The most telling part of your letter is where you state you would not feel comfortable having your family treated there. With your help, I certainly hope that feeling will change! With your doctor's approval, you should be able to improve the overall infection control protocol, thereby making the office a safer place for patients and staff members. That's a worthy goal!
Here is an example of a well-organized agenda:
1. Epidemiology (telephone the local health department to get current statistics for your county)
• Hepatitis B
• Hepatitis Non-A-B
• Hepatitis C
• B carriers
• Cumulative HIV caseload
2. Modes of HBV and HIV transmission
3. Methods to control exposure
• Universal precautions
• Engineering controls
• Work practice controls
• Personal protective equipment
4. HBV vaccination
5. Post exposure evaluation and follow-up
6. Infectious waste disposal
8. Laundry practices
9. Bloodborne pathogens standard
10. Office protocol
• Fire escape
• Tornado/severe weather
• OSHA inspection
• EMS activation
11. Hazard communication
Each staff member should be assigned one or more areas to present. The length of the training session is determined by how much material will be presented. Some topics require more time than others. However, requesting that each topic be limited to 10 minutes allows the meeting to progress smoothly and not become bogged down. At this rate, the meeting should be about two hours long. Certainly, if productive discussion ensues, the meeting can be continued at a later session.
The sample agenda provided is not an all-encompassing format.

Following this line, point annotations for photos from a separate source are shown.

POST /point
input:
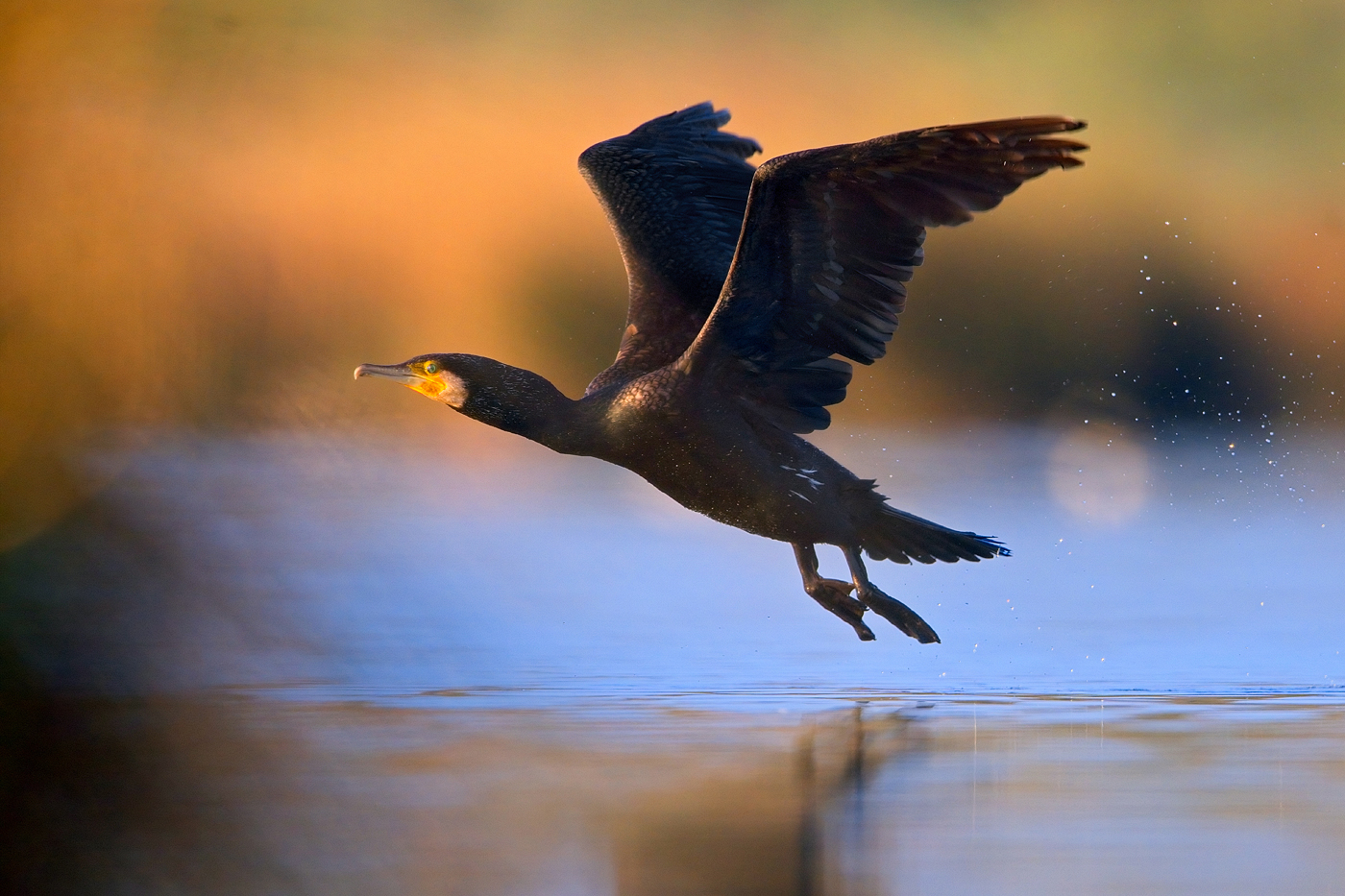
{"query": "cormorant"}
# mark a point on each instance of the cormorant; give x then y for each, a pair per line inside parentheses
(744, 285)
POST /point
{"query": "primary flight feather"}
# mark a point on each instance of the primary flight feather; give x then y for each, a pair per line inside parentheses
(746, 284)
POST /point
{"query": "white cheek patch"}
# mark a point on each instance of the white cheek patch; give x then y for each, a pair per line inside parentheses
(453, 392)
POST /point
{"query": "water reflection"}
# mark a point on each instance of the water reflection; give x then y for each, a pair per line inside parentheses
(1156, 795)
(293, 665)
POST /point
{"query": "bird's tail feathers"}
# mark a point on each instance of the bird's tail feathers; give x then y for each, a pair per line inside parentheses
(901, 537)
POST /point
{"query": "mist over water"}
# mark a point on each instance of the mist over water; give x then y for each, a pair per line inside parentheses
(265, 630)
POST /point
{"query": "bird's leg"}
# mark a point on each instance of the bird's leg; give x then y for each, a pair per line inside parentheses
(890, 608)
(831, 593)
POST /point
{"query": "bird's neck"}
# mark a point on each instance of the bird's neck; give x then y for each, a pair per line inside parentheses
(528, 405)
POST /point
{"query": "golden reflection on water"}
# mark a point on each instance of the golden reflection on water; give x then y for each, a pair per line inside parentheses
(239, 795)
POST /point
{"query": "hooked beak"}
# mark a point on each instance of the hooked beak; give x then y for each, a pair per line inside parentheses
(441, 386)
(397, 373)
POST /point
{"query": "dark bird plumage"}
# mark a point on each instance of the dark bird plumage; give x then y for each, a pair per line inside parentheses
(744, 287)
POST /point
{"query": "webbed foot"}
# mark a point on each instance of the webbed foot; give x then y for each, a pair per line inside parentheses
(834, 594)
(897, 614)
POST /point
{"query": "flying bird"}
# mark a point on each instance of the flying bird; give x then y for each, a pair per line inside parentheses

There are other areas that could be explored in an annual training session as well, such as CDC guidelines, MSDS sheets, sterilization monitoring, chemicals used in the dental office, etc.
Most one-doctor dental offices have a small number of staff members. Therefore, two or three local offices may want to come together for conducting their training session. The topics to be covered in the meeting can be assigned several weeks before the meeting so nobody will feel overwhelmed at having to present a large amount of information. This meeting should be conducted on office time with staff compensation.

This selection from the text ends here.